(#3) Surf City Half Marathon – Time Limit Confusion

February 7, 2012

 

time limit rules for the Surf City Half Marathon 2012
Oh yeah… I took a screenshot of the rules.

Picking up from yesterday

As an injured runner, the time limit played a major part in my race. It was something I was extremely concerned about.

I wasn’t going to allow myself to still be behind the finish line when the course closed.

The website states that there is a six-hour time limit. The real question was whether the start of that limit was the start of the race, or when the last runner crossed the start line.

The website said “A wave start will allow you plenty of space along the course, at the aid stations, and at the finish line, without affecting your chip time or the time you have to complete the race. All 1/2 marathon participants will still have the ‘6-hour time limit’ to complete the course.'”

That would lead me to believe that I have 6 hours from when I cross the start line.

I asked an official race employee before the race started when the six-hour time limit began. She said that it started from when the last corral crossed the start line.

I finished in just under 5 hours and 8 minutes (5:07:46), but (with the large field of runners) I didn’t cross the start line until over 51 minutes after the race had started. Since it seems as though the time limit was apparently 6 hours after the start of the race, I guess I came in with 1 minute and 3 seconds to spare.

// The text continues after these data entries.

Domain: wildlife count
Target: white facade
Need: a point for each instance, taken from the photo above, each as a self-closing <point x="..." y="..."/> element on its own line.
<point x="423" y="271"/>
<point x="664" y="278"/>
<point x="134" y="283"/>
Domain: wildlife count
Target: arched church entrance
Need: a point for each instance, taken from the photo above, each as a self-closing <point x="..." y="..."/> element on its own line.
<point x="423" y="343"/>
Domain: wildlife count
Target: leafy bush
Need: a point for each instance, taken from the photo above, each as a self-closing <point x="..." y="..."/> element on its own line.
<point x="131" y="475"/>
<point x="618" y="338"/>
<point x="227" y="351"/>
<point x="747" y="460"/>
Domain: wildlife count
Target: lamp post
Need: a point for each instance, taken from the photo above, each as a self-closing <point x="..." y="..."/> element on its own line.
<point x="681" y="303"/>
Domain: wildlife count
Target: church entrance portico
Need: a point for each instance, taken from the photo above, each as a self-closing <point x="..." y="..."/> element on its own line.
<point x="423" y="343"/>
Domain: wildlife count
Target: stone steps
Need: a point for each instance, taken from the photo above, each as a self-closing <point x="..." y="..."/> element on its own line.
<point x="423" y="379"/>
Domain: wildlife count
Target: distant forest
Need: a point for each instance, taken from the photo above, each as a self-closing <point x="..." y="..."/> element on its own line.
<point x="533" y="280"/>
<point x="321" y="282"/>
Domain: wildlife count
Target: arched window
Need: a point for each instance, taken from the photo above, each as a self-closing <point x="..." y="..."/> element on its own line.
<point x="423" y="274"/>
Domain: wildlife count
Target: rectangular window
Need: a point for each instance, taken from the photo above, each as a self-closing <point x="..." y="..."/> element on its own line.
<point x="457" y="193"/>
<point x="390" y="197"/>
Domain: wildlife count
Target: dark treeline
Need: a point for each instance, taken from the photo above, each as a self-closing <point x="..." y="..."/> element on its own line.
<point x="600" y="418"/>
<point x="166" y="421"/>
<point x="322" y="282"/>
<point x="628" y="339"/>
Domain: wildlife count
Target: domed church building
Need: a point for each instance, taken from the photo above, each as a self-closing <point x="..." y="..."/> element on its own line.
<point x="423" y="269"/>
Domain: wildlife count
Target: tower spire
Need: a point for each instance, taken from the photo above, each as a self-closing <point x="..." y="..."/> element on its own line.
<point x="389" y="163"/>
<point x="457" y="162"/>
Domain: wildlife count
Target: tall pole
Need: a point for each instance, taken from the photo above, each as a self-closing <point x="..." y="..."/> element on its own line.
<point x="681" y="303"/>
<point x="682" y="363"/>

If the time limit had been six hours for each runner, those 52 available minutes would’ve made a WORLD of difference. In those miles in which I hurt and rushed myself, I could’ve gone at least four minutes slower per mile.

When the official on the bike said that I might as well quit because I wasn’t going to finish, I asked him to confirm that I had 6 hours from when I started. He never got an official answer on his walkie.

Aurora smiling at the end of Surf City half marathon 2012Since he thought the course was closing at 1:45pm (6 hours after the race started), I very painfully threw off the crutches and started hobbling without them. (More on this tomorrow.) It was the only way that I was going to be able to make up some of that lost time.

Later in mile probably 7, a woman in the sag wagon came along and said I wasn’t going to make it. I said no matter what, I would make it – with a six-hour time limit, I’d be fine. She replied that it was 6 hours from when the MARATHON started at SIX AM!(!!)

There was NO WAY I was going to finish by noon. I basically almost had a heart attack right there by the wagon. I tried to explain to her that I had checked the website at least ten times (since I was nervous and injured) to make sure the six-hour limit was for the half. I was positive that the earliest the course could possibly close, no matter how someone looked at it, was 1:45.

She didn’t believe me. She just said well that’s the situation, but “don’t worry about it.” I don’t know in what universe I could’ve just “not worried about it.” Obviously I’m worried about it! I have to finish this race before they close the course!

The guy on the motorcycle behind her also checked on me. I told him what she had said, and he agreed that the course closed at noon! I said “no, no, no. The earliest it could be is 1:45.” He said, “Okay, so you want someone to come get you at 1:45?” I said, “No! No one will have to come get me. I’ll be crossing the finish line!”

All this back and forth was a real headache. It was the only annoying part of a great race. Six hours is an incredibly generous time limit, so my complaints should barely be allowed to exist. But at the end, when I was hurting, I wished beyond wish that I had those extra 52 minutes that I thought/hoped I was going to have.

More than anything I just didn’t like the stress of different people scaring me with different time limits. Although, I am glad the man on the bike said something, because I was pacing as though I had six hours. And I didn’t. I had 5 hours and 9 minutes. But enough about time limits. On to the rest of the actual story tomorrow.